* [PATCH] Fix latent SLP bugs and a memleak
@ 2019-01-21 14:52 Richard Biener
2019-01-21 21:56 ` Richard Sandiford
0 siblings, 1 reply; 3+ messages in thread
From: Richard Biener @ 2019-01-21 14:52 UTC (permalink / raw)
To: gcc-patches
When investigating some issues I ran into two SLP op gathering issues.
*You may not ask for SLP vector def ops in the wrong order*
Both vectorizable_comparison and vectorize_fold_left_reduction fall
into this trap.
I've also fixed a memleak uncovered by valgrind that I ran on the
above fix and a testcase. I'm too lazy to try generate a testcase
that also fails with unpatched trunk but I think this qualifies
for this stage (at least the vectorizable_comparison one should
be easy to create).
Bootstrap & regtest running on x86_64-unknown-linux-gnu.
Richard.
From b036b1ac618d9deb0efff89051f6ba1036d84ea3 Mon Sep 17 00:00:00 2001
From: Richard Guenther <rguenther@suse.de>
Date: Mon, 21 Jan 2019 15:40:49 +0100
Subject: [PATCH] fix-slp-op-gatherings-and-memleak
* tree-vect-loop.c (vect_analyze_loop_operations): Use
auto_vec for cost vector to fix memleak.
(vectorize_fold_left_reduction): Properly gather SLP defs.

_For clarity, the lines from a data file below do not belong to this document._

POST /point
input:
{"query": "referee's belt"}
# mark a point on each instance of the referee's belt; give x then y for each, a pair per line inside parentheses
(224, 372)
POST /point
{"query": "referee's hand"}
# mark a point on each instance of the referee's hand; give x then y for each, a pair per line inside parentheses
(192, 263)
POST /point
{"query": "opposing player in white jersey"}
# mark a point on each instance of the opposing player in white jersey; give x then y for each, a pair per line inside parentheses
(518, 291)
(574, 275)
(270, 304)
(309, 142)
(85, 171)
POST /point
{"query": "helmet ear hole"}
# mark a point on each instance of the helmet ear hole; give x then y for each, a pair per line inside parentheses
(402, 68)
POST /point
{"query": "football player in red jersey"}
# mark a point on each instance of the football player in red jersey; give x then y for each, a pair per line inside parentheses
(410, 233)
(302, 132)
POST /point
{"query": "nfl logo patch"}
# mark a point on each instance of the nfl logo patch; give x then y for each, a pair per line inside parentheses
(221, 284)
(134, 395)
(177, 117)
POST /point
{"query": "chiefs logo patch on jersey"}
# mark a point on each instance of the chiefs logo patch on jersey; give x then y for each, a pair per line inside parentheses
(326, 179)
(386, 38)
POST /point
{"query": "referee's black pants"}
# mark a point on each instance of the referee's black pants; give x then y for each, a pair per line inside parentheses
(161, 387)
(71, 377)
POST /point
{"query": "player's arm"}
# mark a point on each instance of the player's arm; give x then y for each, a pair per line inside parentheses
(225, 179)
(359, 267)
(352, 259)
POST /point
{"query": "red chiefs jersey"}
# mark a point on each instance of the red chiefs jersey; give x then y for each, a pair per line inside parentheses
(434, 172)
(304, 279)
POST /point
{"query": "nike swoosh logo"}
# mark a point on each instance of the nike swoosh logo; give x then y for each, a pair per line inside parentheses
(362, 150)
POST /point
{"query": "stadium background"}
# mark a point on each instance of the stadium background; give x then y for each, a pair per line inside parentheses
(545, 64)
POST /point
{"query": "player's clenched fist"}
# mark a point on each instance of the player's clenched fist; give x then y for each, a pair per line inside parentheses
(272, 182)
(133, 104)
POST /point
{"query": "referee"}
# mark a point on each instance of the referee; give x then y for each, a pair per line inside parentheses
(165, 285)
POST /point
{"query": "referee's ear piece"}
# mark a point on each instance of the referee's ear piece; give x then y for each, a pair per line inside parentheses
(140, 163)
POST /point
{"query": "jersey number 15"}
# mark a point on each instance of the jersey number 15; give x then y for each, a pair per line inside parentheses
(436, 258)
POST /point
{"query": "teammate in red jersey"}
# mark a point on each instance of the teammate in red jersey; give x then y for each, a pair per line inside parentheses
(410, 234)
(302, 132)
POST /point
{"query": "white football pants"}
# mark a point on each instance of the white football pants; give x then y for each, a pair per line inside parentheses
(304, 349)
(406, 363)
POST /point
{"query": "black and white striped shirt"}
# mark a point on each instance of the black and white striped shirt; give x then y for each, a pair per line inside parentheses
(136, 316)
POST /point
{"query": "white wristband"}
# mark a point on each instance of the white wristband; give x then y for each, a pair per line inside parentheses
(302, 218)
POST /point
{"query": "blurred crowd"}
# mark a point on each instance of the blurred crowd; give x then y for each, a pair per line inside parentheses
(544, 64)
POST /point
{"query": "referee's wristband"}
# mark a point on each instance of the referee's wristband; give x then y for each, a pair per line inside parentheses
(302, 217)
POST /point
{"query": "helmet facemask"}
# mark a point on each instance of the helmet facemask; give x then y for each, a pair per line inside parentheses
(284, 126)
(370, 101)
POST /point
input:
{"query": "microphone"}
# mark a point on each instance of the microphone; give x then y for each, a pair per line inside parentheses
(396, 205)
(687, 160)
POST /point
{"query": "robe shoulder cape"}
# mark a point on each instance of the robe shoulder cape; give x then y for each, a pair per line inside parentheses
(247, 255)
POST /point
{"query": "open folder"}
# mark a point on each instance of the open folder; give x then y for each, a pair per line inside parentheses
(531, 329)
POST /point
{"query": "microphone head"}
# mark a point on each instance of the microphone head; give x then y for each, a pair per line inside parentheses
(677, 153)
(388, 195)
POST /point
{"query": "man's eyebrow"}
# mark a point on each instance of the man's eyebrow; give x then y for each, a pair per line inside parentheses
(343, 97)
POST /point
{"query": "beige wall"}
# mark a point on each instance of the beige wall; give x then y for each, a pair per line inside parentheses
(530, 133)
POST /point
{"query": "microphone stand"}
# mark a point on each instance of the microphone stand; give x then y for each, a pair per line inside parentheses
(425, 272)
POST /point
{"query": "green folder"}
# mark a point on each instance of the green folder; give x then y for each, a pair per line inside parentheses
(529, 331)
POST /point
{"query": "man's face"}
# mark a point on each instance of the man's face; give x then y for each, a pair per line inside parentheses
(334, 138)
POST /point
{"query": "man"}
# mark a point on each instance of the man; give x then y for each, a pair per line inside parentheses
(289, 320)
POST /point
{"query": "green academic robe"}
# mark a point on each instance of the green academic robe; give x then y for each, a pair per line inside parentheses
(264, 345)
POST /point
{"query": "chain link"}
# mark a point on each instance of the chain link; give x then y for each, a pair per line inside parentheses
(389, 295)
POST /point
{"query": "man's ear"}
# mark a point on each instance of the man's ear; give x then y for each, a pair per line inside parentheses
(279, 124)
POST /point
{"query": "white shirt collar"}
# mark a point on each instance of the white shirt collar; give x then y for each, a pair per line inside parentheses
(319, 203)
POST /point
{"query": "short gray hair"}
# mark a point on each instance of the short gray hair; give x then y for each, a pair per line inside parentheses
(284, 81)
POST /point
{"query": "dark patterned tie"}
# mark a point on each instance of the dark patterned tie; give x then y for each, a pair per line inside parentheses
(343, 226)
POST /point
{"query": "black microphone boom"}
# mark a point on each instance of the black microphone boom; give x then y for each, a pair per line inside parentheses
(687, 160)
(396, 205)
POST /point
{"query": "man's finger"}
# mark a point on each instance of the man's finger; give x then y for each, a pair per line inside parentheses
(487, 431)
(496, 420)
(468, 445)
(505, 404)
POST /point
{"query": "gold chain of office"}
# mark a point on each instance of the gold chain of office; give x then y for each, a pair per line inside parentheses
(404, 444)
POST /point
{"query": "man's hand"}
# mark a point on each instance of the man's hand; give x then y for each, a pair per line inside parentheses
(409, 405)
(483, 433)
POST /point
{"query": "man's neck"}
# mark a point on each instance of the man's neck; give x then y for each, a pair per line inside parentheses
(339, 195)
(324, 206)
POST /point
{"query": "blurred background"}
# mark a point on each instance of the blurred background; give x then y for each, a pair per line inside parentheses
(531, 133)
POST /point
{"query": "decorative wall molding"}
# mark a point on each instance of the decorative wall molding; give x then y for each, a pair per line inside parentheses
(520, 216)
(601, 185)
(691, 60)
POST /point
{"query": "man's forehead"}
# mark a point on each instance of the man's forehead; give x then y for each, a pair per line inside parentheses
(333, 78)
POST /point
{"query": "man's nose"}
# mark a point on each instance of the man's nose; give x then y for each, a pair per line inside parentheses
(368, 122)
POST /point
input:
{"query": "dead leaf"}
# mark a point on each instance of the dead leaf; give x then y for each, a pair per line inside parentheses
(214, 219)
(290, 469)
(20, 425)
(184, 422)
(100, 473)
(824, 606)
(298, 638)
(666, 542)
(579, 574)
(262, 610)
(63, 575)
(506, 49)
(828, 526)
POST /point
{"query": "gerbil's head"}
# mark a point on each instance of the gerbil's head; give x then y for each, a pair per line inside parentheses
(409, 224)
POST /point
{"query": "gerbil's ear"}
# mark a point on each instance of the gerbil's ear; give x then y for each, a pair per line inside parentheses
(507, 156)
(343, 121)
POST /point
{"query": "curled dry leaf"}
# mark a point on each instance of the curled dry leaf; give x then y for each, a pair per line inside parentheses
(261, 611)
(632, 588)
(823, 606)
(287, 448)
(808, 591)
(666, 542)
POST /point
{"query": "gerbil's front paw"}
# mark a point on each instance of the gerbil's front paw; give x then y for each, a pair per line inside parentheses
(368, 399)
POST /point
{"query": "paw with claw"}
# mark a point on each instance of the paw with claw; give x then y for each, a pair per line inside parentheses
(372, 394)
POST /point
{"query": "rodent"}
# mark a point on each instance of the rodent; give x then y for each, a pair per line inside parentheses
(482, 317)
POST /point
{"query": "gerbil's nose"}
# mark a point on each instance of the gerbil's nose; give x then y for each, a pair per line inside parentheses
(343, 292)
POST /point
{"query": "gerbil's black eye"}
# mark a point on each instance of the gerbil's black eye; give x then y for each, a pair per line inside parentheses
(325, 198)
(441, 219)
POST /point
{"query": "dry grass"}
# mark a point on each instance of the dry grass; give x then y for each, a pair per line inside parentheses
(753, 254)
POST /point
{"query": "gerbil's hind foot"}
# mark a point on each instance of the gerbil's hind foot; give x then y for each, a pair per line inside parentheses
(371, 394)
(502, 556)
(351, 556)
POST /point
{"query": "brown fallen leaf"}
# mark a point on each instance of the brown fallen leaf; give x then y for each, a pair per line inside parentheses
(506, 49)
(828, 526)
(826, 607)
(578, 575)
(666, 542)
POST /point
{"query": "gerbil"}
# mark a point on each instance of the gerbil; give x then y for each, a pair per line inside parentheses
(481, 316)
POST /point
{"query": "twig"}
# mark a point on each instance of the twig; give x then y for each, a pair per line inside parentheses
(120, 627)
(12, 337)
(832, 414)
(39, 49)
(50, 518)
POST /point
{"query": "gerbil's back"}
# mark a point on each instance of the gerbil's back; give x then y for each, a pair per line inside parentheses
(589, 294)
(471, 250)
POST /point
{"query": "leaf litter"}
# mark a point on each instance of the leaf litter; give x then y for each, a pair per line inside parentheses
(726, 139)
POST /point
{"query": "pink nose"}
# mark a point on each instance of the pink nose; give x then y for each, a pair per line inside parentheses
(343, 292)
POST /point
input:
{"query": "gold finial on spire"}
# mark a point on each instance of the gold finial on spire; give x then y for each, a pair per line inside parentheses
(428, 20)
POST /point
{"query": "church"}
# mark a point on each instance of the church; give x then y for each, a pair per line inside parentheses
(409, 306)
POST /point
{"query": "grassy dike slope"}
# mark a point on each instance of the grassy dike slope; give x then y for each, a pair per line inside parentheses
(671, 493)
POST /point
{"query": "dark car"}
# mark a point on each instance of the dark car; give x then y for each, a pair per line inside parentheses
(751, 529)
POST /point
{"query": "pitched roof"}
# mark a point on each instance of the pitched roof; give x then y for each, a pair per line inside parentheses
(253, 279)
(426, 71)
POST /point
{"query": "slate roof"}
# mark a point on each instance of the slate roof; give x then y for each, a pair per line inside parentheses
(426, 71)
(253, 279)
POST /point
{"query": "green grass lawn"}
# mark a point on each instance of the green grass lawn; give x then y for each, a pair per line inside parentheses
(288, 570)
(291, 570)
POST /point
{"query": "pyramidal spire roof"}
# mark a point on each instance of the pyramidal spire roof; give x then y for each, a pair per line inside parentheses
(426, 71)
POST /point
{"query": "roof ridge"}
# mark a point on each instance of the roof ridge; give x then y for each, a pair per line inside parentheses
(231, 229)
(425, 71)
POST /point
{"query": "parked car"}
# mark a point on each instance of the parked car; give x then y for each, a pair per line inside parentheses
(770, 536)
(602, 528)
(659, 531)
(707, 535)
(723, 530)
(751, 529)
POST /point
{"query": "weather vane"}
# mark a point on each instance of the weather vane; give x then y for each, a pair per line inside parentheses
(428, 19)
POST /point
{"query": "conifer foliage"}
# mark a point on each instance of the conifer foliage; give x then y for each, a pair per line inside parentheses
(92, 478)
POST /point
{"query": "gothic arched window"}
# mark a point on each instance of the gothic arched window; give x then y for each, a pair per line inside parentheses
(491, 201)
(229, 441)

(vectorizable_comparison): Do not swap operands to properly
gather SLP defs.
diff --git a/gcc/tree-vect-loop.c b/gcc/tree-vect-loop.c
index 6ec8e72cd99..50d19427e54 100644
--- a/gcc/tree-vect-loop.c
+++ b/gcc/tree-vect-loop.c
@@ -1470,8 +1470,7 @@ vect_analyze_loop_operations (loop_vec_info loop_vinfo)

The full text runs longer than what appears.